码头上干活的工人大多是辽东本地招募的穷苦汉子,也有从山东逃荒过来的,在港口干一天活能挣三十文钱,管两顿饭。
几个刚下工的年轻工人蹲在码头边上,用海水洗了把脸,一个皮肤黝黑的小伙子朝同伴道:“二牛,听说工匠局新造的那种铁船不用帆也能走,是真的假的?”
二牛把湿淋淋的帕子拧干,道:“我表哥在天津卫水师当兵,上月来信说亲眼见过那船在海河上试航,烟囱里冒黑烟,船尾有个大轮子搅水,逆风也能往前走,还走得飞快。”
“那不是跟火车似的?”
“对!跟火车一个样,听说里头烧煤,煤把水烧开了变成气,气推动轮子转,轮子带动船走。”二牛说得头头是道,其实也是从表哥信里照搬来的,自己并没亲眼见过。
旁边另一个年纪稍长的工人笑着插嘴道:“你们俩也别瞎猜了,我在天津卫码头干过半年,见过那铁壳船的龙骨,比寻常海船大了一圈不止。听说第一艘快要下水了,到时候从天津卫开到海参崴来,咱们就能亲眼瞧见了。”
“开到海参崴来?”小伙子兴奋地站起来,“那可得好好看看!”
果然,今年春汛一过,蒸汽船便可以下水试航,朱笑笑特地带着张居正去天津卫看现场直播了。
蒸汽船吃水深载重大,船尾安了螺旋桨,不吃风力,只看蒸汽机运转,无风也能跑出六节的航速。
帆船横渡对马海峡要看风向,运气好的话一日一夜便到,运气不好碰上无风天可能要漂上三四天。
而蒸汽船不需要等风,从海参崴到日本石见银矿一带三四个时辰便到。
三月初六这日,天气晴好,天津卫码头上人山人海,不光有工匠局的匠师学徒,附近十里八乡的百姓也都赶过来看热闹。
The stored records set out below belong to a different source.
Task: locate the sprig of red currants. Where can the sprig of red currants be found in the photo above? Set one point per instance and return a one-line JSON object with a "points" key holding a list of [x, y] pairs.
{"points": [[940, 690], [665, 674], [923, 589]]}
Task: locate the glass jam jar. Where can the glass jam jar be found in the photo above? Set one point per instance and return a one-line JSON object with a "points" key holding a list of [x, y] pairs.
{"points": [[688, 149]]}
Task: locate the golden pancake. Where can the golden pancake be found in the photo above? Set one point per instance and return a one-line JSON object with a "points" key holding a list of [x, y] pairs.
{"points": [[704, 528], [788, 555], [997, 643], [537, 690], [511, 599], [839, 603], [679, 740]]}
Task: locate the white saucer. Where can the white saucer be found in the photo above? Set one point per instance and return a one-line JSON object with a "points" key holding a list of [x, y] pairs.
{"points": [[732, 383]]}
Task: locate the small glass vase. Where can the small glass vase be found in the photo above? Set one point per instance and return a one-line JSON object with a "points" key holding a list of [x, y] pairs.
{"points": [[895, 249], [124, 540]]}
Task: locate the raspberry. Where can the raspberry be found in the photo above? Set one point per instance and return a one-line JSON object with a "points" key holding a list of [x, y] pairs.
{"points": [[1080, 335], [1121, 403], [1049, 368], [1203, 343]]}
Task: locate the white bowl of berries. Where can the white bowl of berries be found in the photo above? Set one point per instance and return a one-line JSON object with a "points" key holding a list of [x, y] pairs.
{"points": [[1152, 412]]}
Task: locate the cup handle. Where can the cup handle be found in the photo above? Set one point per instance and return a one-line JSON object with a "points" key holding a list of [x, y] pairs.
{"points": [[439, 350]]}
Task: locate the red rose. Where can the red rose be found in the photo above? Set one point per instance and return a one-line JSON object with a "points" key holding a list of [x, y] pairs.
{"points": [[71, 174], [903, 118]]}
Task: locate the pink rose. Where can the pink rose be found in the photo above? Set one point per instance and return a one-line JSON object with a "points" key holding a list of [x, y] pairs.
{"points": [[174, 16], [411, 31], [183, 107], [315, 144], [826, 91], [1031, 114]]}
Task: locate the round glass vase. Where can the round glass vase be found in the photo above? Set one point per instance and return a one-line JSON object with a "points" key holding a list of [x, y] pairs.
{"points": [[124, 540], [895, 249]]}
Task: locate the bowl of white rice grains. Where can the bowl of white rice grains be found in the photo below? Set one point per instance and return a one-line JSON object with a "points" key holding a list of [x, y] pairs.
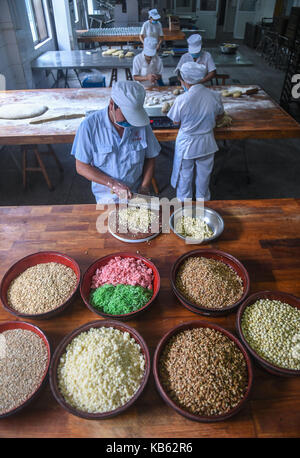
{"points": [[196, 224], [100, 369], [40, 285]]}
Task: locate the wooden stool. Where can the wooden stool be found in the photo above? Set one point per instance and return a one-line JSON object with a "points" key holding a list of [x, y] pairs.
{"points": [[40, 167]]}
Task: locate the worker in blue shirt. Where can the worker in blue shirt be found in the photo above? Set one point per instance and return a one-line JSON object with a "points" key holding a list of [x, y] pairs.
{"points": [[115, 147]]}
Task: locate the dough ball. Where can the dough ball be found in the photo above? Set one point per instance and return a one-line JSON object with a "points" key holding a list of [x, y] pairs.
{"points": [[21, 111], [166, 107]]}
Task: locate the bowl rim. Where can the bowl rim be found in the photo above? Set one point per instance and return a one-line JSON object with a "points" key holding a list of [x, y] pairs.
{"points": [[42, 335], [50, 313], [209, 210], [125, 254], [203, 252], [276, 370], [190, 325], [60, 350]]}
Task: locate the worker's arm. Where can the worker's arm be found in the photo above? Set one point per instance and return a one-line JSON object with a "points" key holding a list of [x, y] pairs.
{"points": [[93, 174], [209, 77], [148, 172]]}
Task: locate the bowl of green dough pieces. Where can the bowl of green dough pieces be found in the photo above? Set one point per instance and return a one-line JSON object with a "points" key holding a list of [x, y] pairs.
{"points": [[120, 285]]}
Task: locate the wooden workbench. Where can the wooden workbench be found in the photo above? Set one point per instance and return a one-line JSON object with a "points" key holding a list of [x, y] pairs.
{"points": [[256, 117], [262, 234]]}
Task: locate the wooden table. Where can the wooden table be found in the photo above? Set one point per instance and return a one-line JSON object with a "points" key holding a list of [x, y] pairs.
{"points": [[262, 234], [256, 117], [122, 39]]}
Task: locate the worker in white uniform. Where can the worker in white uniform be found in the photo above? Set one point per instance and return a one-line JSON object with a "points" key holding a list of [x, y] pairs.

不少随驾来的官员早早占了码头上视野最好的位置,有说有笑地等待蒸汽船下水。
朱笑笑与张居正并肩站在专门搭建的观礼台上,身后跟着一干重臣,蒯祥领着工匠局的几个老匠师站在船坞旁正在做最后的检查。
那艘蒸汽船静静卧在船坞里,铁壳船身被漆成黑色,船头包了铜皮,在日光下泛着暗金色光泽。
船身比旁边的福船短了一截,却宽了许多,船尾水线以下伸出一只铜制螺旋桨的桨叶,船中央立着一根粗矮的烟囱,内径足有三尺,烟囱口微微冒着青烟,显然锅炉已在预热了。
蒯祥从船坞边小跑到观礼台下躬身道:“启禀圣人,一切准备就绪,请圣人示下!”
朱笑笑摆手道:“下水吧。”
蒯祥转身朝船坞方向用力挥了一下手中的三角小旗,吼道:“开闸!”
船坞的闸门被绞盘缓缓提起,潮水灌入坞内,那艘铁壳船先是微微一晃,随即稳稳地浮了起来。
船尾的螺旋桨在蒸汽机的驱动下慢慢转动搅起一圈白沫,烟囱里冒出的青烟越来越浓,船身开始向外移动了。
码头上的百姓发出一阵惊呼。
“快看快看,没有帆也能跑!跟火车一样!”
蒸汽船驶出船坞,进入天津卫外港水道,随后调转船头朝渤海湾深处驶去。
烟囱里冒出的浓烟在海面上拖出一道长长的黑尾巴,螺旋桨搅起的尾迹在碧蓝海面上画出笔直的白线。
蒸汽船在海上转了一大圈,足足航行了一个多时辰才返航,靠岸时岸边百姓自发鼓起掌来,掌声如潮久久不绝。
蒯祥检查完船体,快步走到观礼台前地禀报:“回圣人!蒸汽船首次试航全程无故障,最高航速六节整,锅炉压力稳定,各部位轴承与密封圈皆无渗漏!请圣人为我大明第一艘蒸汽船赐名!”
朱笑笑想也不想便道:“便叫镇海号。”
在场的文臣武将听了这名字皆暗暗点头。
镇海,镇的不光是海疆,更是东海对面那个虎视眈眈的倭国。
镇海号正式下水之后便奉命沿海北上,从天津卫出发途经登州、旅顺、海参崴,然后转向东南,在日本近海做了一次长达半个月的巡航。
这半个月里,日本对马岛、隐岐岛、能登半岛一带的渔民都亲眼目睹了一艘不可思议的大明船只在海面上横冲直撞。
它无帆无桨,不吃风力不顾洋流,一根粗烟囱喷吐黑烟,铁壳船身撞碎浪花如履平地,航速远胜最快的日式安宅船。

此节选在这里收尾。